The melancholic prince laughs at the wicked witch who trips over her own foot; the witch then casts a curse on him: he must find three giant oranges which hide beautiful girls. But only the third one stays alive, and the prince eventually marries her. That is the plot of The Love for Three Oranges in short. The 1924 suite includes a prologue showcasing the characters, portrayed by instruments; a shadowy game of cards; the infamous “mistuned” march; a scherzo; a romantic intermezzo; and finally the comic closing scene.
Prokofiev composed his Piano Concerto No. 2 in 1913, in response to criticism of his first piano concerto, and to commemorate his pianist friend Maximilian Schmidthof, who had committed suicide.
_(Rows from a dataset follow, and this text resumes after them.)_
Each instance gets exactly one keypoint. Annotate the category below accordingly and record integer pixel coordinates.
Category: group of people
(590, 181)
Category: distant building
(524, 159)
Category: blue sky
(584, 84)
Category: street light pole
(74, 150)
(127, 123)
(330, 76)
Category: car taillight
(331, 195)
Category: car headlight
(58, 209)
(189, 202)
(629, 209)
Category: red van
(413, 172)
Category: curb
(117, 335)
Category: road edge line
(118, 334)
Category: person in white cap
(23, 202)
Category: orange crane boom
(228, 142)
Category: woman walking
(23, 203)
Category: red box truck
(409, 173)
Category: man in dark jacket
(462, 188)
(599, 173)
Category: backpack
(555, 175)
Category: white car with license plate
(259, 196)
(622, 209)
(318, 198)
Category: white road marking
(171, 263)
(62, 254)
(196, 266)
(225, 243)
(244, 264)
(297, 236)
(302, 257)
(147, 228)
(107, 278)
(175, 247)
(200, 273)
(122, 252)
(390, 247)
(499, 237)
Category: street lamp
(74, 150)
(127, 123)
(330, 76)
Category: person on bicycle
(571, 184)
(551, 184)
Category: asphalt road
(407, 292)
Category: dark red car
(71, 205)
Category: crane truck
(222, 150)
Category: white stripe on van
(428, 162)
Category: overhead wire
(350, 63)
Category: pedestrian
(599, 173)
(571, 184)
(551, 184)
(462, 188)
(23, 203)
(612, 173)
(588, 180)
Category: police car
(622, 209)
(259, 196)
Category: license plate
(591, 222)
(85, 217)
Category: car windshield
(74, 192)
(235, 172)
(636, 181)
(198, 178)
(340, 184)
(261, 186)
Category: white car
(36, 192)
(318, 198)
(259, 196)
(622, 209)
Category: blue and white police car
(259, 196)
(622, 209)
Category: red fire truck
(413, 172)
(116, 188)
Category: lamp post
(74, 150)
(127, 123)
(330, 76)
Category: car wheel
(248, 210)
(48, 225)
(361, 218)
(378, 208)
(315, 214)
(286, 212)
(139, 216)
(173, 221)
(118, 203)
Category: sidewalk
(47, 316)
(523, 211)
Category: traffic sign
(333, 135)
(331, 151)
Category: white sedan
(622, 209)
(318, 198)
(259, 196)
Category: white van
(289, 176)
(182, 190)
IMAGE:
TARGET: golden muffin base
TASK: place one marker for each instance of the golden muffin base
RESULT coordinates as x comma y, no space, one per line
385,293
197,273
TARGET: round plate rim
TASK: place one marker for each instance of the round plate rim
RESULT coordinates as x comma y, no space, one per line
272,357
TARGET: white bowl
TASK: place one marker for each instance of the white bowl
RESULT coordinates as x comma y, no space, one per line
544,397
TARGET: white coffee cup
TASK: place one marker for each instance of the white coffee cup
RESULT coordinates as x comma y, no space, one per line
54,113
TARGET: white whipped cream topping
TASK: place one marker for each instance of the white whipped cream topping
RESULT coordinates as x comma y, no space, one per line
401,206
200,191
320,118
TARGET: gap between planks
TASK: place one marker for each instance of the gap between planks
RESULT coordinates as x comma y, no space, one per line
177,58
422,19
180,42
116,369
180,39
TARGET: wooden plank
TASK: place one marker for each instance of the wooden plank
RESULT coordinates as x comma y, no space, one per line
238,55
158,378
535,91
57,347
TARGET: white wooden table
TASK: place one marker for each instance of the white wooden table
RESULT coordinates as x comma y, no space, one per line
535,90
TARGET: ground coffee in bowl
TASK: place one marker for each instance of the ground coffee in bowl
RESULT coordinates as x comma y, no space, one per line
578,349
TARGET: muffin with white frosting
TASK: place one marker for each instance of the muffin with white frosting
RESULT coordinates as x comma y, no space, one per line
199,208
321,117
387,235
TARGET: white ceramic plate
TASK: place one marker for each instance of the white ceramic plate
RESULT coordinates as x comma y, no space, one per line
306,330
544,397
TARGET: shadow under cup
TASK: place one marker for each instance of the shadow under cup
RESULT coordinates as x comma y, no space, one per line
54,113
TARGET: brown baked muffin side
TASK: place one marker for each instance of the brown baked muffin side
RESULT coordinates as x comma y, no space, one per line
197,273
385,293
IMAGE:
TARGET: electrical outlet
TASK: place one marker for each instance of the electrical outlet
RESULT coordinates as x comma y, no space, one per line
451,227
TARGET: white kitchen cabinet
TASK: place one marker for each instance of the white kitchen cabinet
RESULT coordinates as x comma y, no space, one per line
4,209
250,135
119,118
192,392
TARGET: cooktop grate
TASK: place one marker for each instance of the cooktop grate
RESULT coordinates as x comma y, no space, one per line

The composer was accused of “futuristic impertinence” following the scandalous premiere of the piece. After the manuscript was lost in a fire, Prokofiev recreated and reworked the piece from memory. The version we know today, of which the composer said “the cats on the roof make better music,” is a work in four movements. Following the overture, where romanticism clashes with the grotesque, a scherzo lasting a few minutes is next; and after a sluggish, wry and grandiose intermezzo, the concerto concludes with a stormy finale.
The Austrian pianist Paul Wittgenstein, who lost his right arm in World War 1 and had also commissioned Ravel’s famous left-hand piano concerto, requested Prokofiev to compose a piece for him. The piece is flanked by two versions of the same rondo. While the first movement exudes both cheerfulness and nervousness, the finale represents a dull presentation of the same melody, followed by its recurrence as an angry trample and then a modest loftiness. Between the two are the slow movement evoking the romance of Romeo and Juliet and a moderato hesitating between ominousness and lightness.
A few years after Stravinsky’s The Rite of Spring and his own Piano Concerto No. 2, Prokofiev surprised his audience with a “classical” symphony. “It seemed to me that had Haydn lived in our times he would have retained his own style while accepting something of the new at the same time. That was the kind of symphony I wanted to write,” the composer said, who in many ways kept true to tradition. He composed a work of four movements in a typical arrangements, with a sparing musical fabric and reserved instrumentation. Its light humor does evoke Haydn, but it also displays its own dissonant musical language.